John Sutherland was the Lord Northcliffe Professor of Modern English Literature at UCL and a past Chairman of the Booker Prize panel, and is the author of one of the standard texts on Victorian fiction. Stephen Fender has taught Literature in the US, in Scotland at the University of Edinburgh, and in England at London and Sussex, where he was head of American Studies from 1985 to 2003.
‘This book (co-authored with an old pal, Stephen Fender; Sutherland excels in the Victoriana, while Fender is the Americanist) should bring delight to many, sell tons and keep as many ex-wives as any of us could wish for in scones and jam… It’s a smart idea, well executed.
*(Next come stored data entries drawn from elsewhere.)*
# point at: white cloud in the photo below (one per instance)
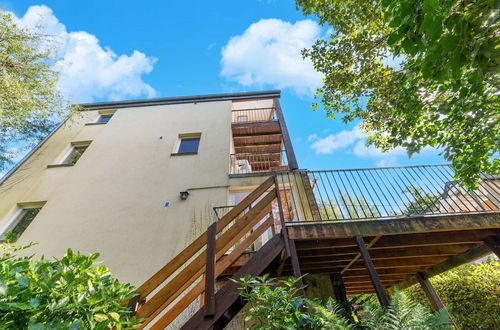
(354, 142)
(268, 54)
(362, 150)
(87, 70)
(312, 137)
(340, 140)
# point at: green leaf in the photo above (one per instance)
(100, 317)
(115, 316)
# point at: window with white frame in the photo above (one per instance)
(187, 144)
(104, 118)
(21, 220)
(75, 153)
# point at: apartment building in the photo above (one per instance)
(178, 193)
(137, 181)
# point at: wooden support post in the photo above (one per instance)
(492, 243)
(210, 272)
(282, 216)
(289, 244)
(290, 154)
(296, 266)
(133, 303)
(430, 292)
(340, 295)
(377, 285)
(339, 290)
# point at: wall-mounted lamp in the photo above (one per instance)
(184, 195)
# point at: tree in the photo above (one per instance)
(73, 292)
(417, 73)
(469, 292)
(30, 104)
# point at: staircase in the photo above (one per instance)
(192, 274)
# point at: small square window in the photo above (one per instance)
(242, 119)
(187, 144)
(75, 154)
(21, 221)
(103, 119)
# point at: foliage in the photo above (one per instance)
(403, 314)
(353, 207)
(274, 304)
(73, 292)
(470, 293)
(30, 105)
(420, 202)
(417, 73)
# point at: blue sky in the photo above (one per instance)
(137, 49)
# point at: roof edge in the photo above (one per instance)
(179, 100)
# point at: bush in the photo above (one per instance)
(274, 304)
(74, 292)
(471, 294)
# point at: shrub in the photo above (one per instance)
(73, 292)
(274, 304)
(471, 294)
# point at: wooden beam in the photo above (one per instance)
(394, 226)
(209, 300)
(394, 271)
(383, 254)
(225, 297)
(492, 243)
(452, 262)
(318, 244)
(369, 245)
(290, 154)
(381, 294)
(432, 239)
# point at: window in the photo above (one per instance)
(75, 154)
(188, 144)
(242, 119)
(21, 221)
(103, 119)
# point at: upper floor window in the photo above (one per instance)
(72, 154)
(75, 154)
(103, 119)
(187, 144)
(21, 220)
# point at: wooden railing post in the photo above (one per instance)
(289, 244)
(282, 215)
(210, 272)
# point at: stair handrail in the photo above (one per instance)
(188, 269)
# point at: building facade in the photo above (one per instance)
(137, 181)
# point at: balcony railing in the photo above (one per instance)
(383, 193)
(258, 162)
(255, 115)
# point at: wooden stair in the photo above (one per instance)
(191, 275)
(228, 304)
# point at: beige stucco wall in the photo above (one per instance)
(113, 200)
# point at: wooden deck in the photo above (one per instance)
(399, 248)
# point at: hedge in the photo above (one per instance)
(471, 294)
Its prime virtue is the dense agglomeration of trivia around even well-known events.’
‘I’ve had tremendous fun reading [the entries] – arguing with some, substituting others, quoting them over lunch – and pleasure is at the heart of this project. It’s irresistible, as compulsive as eating popcorn. Hawthorne and Melville meet for the first time, Petrarch catches first sight of Laura, Picasso, Joyce, Stravinsky and Diaghilev and Proust dine together at the Majestic, Anthony Burgess (like Scott and Whitman before him) gives a glowing review to his own book, Defoe invents the novel, but doesn’t know what to call it, Bertolt Brecht testifies before HUAC, Jeffrey Archer ‘goes down’.’
‘‘Love Sex Death Words: Surprising Tales from a Year in Literature’ – the title itself is irresistible – by John Sutherland and Stephen Fender (Icon Books), is an enjoyable and entirely arbitrary romp through a leap year of anecdotes, from January 1st and the vexed history of the copyright of Peter Pan to the December 31st publication of Richard Yates’s 1961 novel Revolutionary Road, with stops along the way to visit Nietzsche at his typing lessons and Alexander Pope at his doctor’s. Good, clean, harmless fun.’
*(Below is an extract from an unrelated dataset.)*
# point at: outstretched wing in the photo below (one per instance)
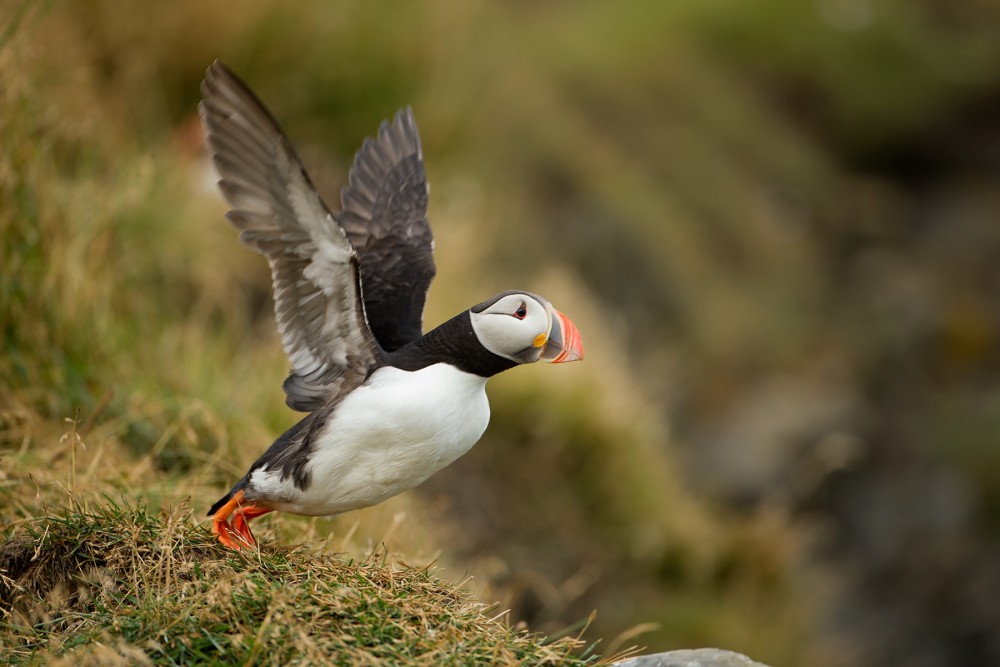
(384, 210)
(318, 303)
‘Bibliophiles are recommended to test the learned waters of ‘Love, Sex, Death and Words’ (Icon, £20) by John Sutherland and Stephen Fender, which takes us on an urbane, day-by-day amble through the year, recounting events of literary import. Here you will find an abundance of mortarboard humour and recondite jewels: the truth behind Thomas Carlyle’s wedding night, for instance.’
‘Doesn’t the Trades Descriptions Act cover book titles? How can ‘Love, Sex, Death & Words’ be justified for a volume of literary dates, all based on the solitary act of an author sitting down quietly with a quill, pencil, typewriter or keyboard? In fact, not only the fourth noun but also the first three are mots justes for the entrancing events detailed here.’
‘A huge anthology of essays about writers and books, 365 in fact, one for every day of the year, although few readers will be unable to resist reading on through several articles every time they pick up the book.’